Para o efeito, formularam as seguintes conclusões:

1. O presente recurso tem por objecto o despacho saneador-sentença proferido em 02-07-2025, no qual o tribunal de 1.ª instância decidiu julgar-se verificada a excepção dilatória de coligação ilegal, e, em consequência, absolver-se a Embargada da instância;
2. Salvo melhor entendimento, o Tribunal a quo andou mal ao julgar procedente a excepção dilatória de coligação ilegal, prevista no artigo 577.º, alínea f), do CPC, absolvendo a Embargada da instância, nos termos do artigo 38.º, n.ºs 1 e 2 deste diploma;
3. A decisão recorrida não fundamenta, não se percebe o porquê da questão ser enquadrada por factos autónomos entre os Embargantes;
4. O Tribunal a quo limita-se a mencionar o artigo 36.º, n.ºs 1 e 2 do CPC, sem realizar
qualquer esforço de confronto sério com a argumentação dos embargantes, que sustentaram, com base nesse mesmo artigo, a admissibilidade da coligação;
5. A decisão recorrida não explicita quais os factos e fundamentos concretos que justificam a conclusão de que a apreciação das pretensões dos embargantes não depende da análise dos mesmos factos nem da aplicação das mesmas regras de direito — afirma-o apenas, de forma apodítica, sem motivação suficiente;
6. A decisão recorrida nada refere se os pedidos formulados dependem da apreciação de um núcleo factual comum; se a análise da oponibilidade do direito de propriedade à medida de arresto consubstancia uma apreciação convergente entre os embargantes; nem tão-pouco considera o princípio da economia processual ou o risco de decisões contraditórias em caso de fracionamento processual;
7. Neste conspecto deve ser declarada a nulidade do despacho por falta de fundamentação, nos termos do artigo 615.º, n.º 1, alínea b), do CPC, que se invoca e argui para todos os legais efeitos.
8. O Julgador a quo confunde a questão da alegada propriedade dos embargantes, quando na verdade, em todos os casos, esta decorre em cada situação de mera eficácia real dos respectivos contratos e o que todos tem em comum é, jamais a propriedade, mas antes e só a perpetrada ofensa à propriedade de todos que em coligação reagiram quanto à agressão.
9. A coligação dos embargantes permite o reconhecimento dos pressupostos processuais da ação, sem exigir que a causa de pedir seja a mesma e única para todos, na justa medida que a procedência dos pedidos depende essencialmente da apreciação dos mesmos factos e não ocorre qualquer obstáculo;
10. Para o apuramento da legitimidade releva apenas o pedido e a causa de pedir, tal como configurada pelo autor, pois está em causa um mero pressuposto processual, irrelevando, para esse estrito efeito, a prova dos factos e a apreciação do mérito da causa.

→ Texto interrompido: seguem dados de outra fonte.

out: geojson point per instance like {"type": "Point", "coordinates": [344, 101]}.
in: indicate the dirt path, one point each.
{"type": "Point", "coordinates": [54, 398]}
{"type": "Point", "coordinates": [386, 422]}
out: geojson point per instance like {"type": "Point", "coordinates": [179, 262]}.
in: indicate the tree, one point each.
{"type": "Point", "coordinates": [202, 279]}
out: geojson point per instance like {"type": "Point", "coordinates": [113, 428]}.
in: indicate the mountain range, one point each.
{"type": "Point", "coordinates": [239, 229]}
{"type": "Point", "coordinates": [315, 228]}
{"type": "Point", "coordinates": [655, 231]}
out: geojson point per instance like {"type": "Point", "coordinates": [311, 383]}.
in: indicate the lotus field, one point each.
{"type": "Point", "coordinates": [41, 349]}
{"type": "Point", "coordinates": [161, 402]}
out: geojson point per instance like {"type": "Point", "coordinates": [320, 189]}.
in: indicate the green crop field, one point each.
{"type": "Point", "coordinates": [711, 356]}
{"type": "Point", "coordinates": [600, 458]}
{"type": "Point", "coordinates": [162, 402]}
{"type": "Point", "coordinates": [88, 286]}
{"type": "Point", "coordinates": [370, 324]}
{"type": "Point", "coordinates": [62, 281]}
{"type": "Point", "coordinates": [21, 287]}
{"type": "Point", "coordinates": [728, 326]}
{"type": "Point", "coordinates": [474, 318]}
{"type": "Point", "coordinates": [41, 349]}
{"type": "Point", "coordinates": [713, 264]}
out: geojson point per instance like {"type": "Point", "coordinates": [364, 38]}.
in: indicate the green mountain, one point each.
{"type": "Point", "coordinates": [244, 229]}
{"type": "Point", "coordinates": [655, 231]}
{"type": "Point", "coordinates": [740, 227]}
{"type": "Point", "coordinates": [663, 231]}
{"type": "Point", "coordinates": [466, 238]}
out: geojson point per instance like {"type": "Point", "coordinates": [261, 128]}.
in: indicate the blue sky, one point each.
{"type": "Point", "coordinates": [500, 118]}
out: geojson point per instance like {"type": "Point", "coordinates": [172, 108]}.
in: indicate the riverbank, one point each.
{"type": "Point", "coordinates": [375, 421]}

11. Contrariamente ao alegado na decisão recorrida, não existe qualquer ilegalidade de coligação e, ao contrário do decidido, o artigo 36.º do Código de Processo Civil é aplicável no caso sub judice;
12. Na coligação de autores e de réus não é exigível que a causa de pedir seja a mesma e única, como é o caso.
13. No caso sub judice é admissível a coligação ao abrigo do disposto no n.º 2 do art.º 30.º e do artigo 36.º, ambos do CPC quando a procedência das diferentes pretensões depende da apreciação do mesmo núcleo factual essencial.
14. Não podemos descurar que todos os embargantes alegaram a aquisição dos bens por contratos de compra e venda, peticionando o levantamento do arresto.
15. Nesta perspectiva, embora sejam diferentes as causas de pedir, a procedência dos pedidos depende essencialmente da apreciação dos mesmos factos, ao reconhecimento da agressão ao direito de propriedade dos embargantes, e visto que nada obsta à coligação, nos termos do artigo 37.º, n.º 1, do Código de Processo Civil – aos pedidos corresponde a mesma forma de processo, e não se vislumbra qualquer ofensa às regras de competência internacional ou em razão da matéria ou da hierarquia – sempre seria de admitir a coligação activa.
16. O disposto no artigo 36.º, n.º 2 do CPC refere que é lícita a coligação embora com diferente causa de pedir, a procedência dos pedidos principais dependa essencialmente da apreciação dos mesmos factos ou da interpretação e aplicação das mesmas regras de direito ou de cláusulas de contratos perfeitamente análogas.
17. No caso em apreço, embora os embargantes aleguem factos aquisitivos distintos, têm como núcleo comum o decretamento da mesma medida de arresto judicial, implicam a mesma apreciação da validade e eficácia dessa medida cautelar sobre bens alheios e dependem da análise da titularidade do direito de propriedade no momento do arresto, e da interpretação dos mesmos preceitos jurídicos, nomeadamente sobre o regime da posse e do registo predial (artigos 1268.º, 1269.º e 1277.º do CC, e artigos 5.º e 6.º do Código do Registo Predial).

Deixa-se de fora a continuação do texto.